(De la serie «Imaginarias casas de ficción que, además, son de mentira»)
Como Sir Arthur Conan Doyle se pasó todo el año de 1901 sin que se le ocurriera nada que escribir (eso nos pasa mucho a los que nos dedicamos a este ingrato oficio), se cogió unas largas vacaciones para inspirarse y estuvo muchos días de gorrón, a mesa y mantel, en casa de un amigo suyo que vivía en una finca llamada Hayford Hall, en la localidad de Buckfastleigh, que suena a nombre de chunga pero que parece ser que existe en realidad.
Allí oyó por primera vez una leyenda del siglo xvii en la que un perro demoníaco le pegaba tal bocado a Sir Hugo Baskerville que lo dejaba seco. Doyle usó este argumento para su libro El sabueso de los Baskerville, en el que un asesino muy imaginativo pintaba a un perro de purpurina desde el morro al rabo para que asustase a los intrusos y los matase, si se hacía imprescindible.
En realidad, todo lo anteriormente dicho sobraba, pues de lo que se trata aquí es de describir la casa en la que vivía el dichoso can, bien que oculto para que el famoso y chupado detective y su bigotudo ayudante no sospecharan dónde se escondía la fiera corrupia que traía de cabeza a toda la comarca.
La casa era una típica finca de recreo inglesa, con su hiedra de rigor, y estaba emplazada en medio de un páramo (porque allí el terreno era más barato cuando se construyó). Además, la mansión tenía su propia niebla, que conservaba para seguir siendo misteriosa aun cuando luciese el sol en las fincas adyacentes. El sherlockholmiano escritor se inspiró en Brook Manor, otra musgosa casa de campo de aquellos andurriales, que tenía muchos cuartos de baño, aunque sin puertas que permitieran entrar en ellos, porque el arquitecto que la construyó era irlandés y quiso hacerles una jugarreta a los malditos ingleses que se la encargaron.
Creemos recordar que hemos dicho que todo esto sucedió en Buckfastleigh, pero la localidad de Clyro, que es muy desconocida —no está claro dónde está Clyro (¡ag!, ¡qué chiste más malo!),— reclama para sí el dudoso honor de haber sido la inspiración de la historia y la fidedigna patria chica del perro pintado. Para demostrarlo, tiene incluso un museo municipal donde se conservan embalsamados algunos cachos de carne de nalga, muslo y pantorrilla, que el monstruo supuestamente arrancó a mordiscos a algunos de los lugareños que se perdían con frecuencia por el páramo. (Los forasteros nunca se perdían, porque llevaban mapas; pero a los de allí les perdía el exceso de confianza).

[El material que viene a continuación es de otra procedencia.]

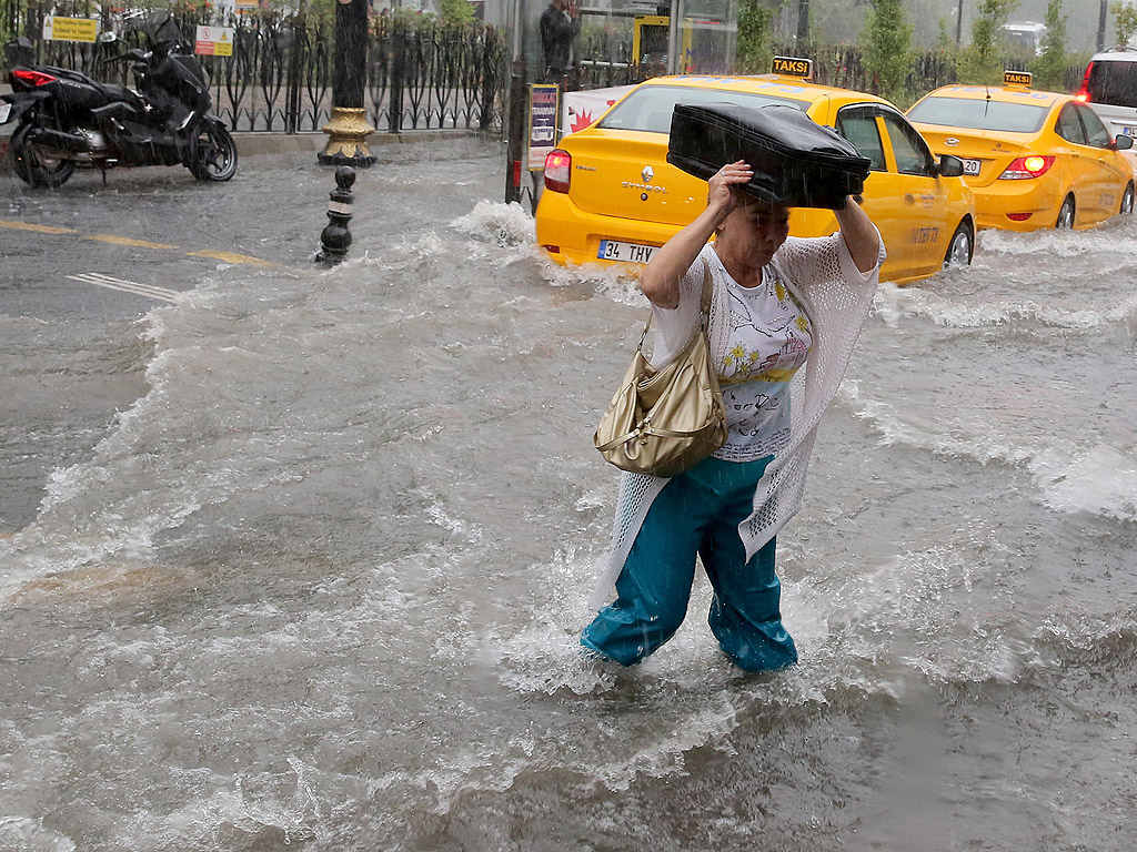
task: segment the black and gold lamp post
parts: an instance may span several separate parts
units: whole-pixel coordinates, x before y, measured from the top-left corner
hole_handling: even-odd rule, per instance
[[[327,144],[317,154],[324,166],[371,166],[363,90],[367,77],[367,0],[335,3],[335,67],[332,72],[332,117],[323,126]]]

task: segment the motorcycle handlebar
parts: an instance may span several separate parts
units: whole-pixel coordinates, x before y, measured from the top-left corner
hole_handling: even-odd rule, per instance
[[[102,61],[105,62],[125,62],[127,59],[144,62],[150,58],[150,55],[144,50],[139,50],[138,48],[131,48],[125,53],[119,53],[118,56],[108,56]]]

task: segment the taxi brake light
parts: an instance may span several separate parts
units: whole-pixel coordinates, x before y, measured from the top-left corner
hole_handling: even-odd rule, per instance
[[[568,192],[572,178],[572,154],[555,148],[545,157],[545,189]]]
[[[998,179],[1028,181],[1031,177],[1041,177],[1053,165],[1053,157],[1044,157],[1037,153],[1030,154],[1029,157],[1018,157],[1003,170],[1003,174],[998,176]]]
[[[16,68],[11,76],[18,80],[20,83],[27,86],[45,86],[48,83],[55,83],[56,77],[50,74],[44,74],[43,72],[33,72],[25,68]]]

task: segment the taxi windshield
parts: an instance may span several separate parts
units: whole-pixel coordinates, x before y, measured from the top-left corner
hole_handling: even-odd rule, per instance
[[[924,98],[908,112],[910,122],[968,127],[973,131],[1035,133],[1049,107],[965,98]]]
[[[752,92],[731,92],[722,89],[694,89],[690,86],[640,86],[617,103],[599,123],[599,127],[620,131],[648,131],[671,133],[671,112],[677,103],[704,106],[733,103],[739,107],[769,107],[785,103],[805,111],[805,101],[791,98],[772,98]]]

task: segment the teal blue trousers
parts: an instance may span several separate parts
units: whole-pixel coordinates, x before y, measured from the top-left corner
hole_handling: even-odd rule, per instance
[[[781,623],[774,540],[747,560],[738,534],[771,459],[708,458],[672,478],[636,536],[616,579],[616,600],[584,628],[581,644],[624,666],[659,648],[687,615],[698,553],[714,588],[707,621],[731,661],[747,671],[797,662]]]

La finca que se describe en la novela es gótica, muy gótica; vaya: es más gótica que Quasimodo, el jorobado de Notre-Dame. Doyle la trasladó a su gusto y la colocó en Devonshire, adónde los trenes llegan con más frecuencia. Años más tarde, los estudiosos de la obra del insigne cuentista inglés descubrieron que el Devonshire Shopkeepers Guild (el Gremio de Tenderos de Devonshire) le había pagado una fuerte cantidad de libras de lo más esterlinas al autor para que ambientara su novela en aquella localidad, porque los comerciantes sabían que si ésta se popularizaba, no faltarían manadas de turistas cretinos que viajarían hasta allí para ver el lugar donde sucedió la acción[1].
[1]No se rían ustedes de ello. La estupidez de visitar lugares donde tuvo lugar algo que no tuvo lugar, porque era ficción, no es privativa de los ingleses. En Segovia tenemos el Huerto de Melibea, de La Celestina, y los visitantes que acuden allí indican a sus acompañantes: «¡Mira! Subido a esta tapia fue como Calisto vio a su amada por primera vez. ¡Qué romántico!».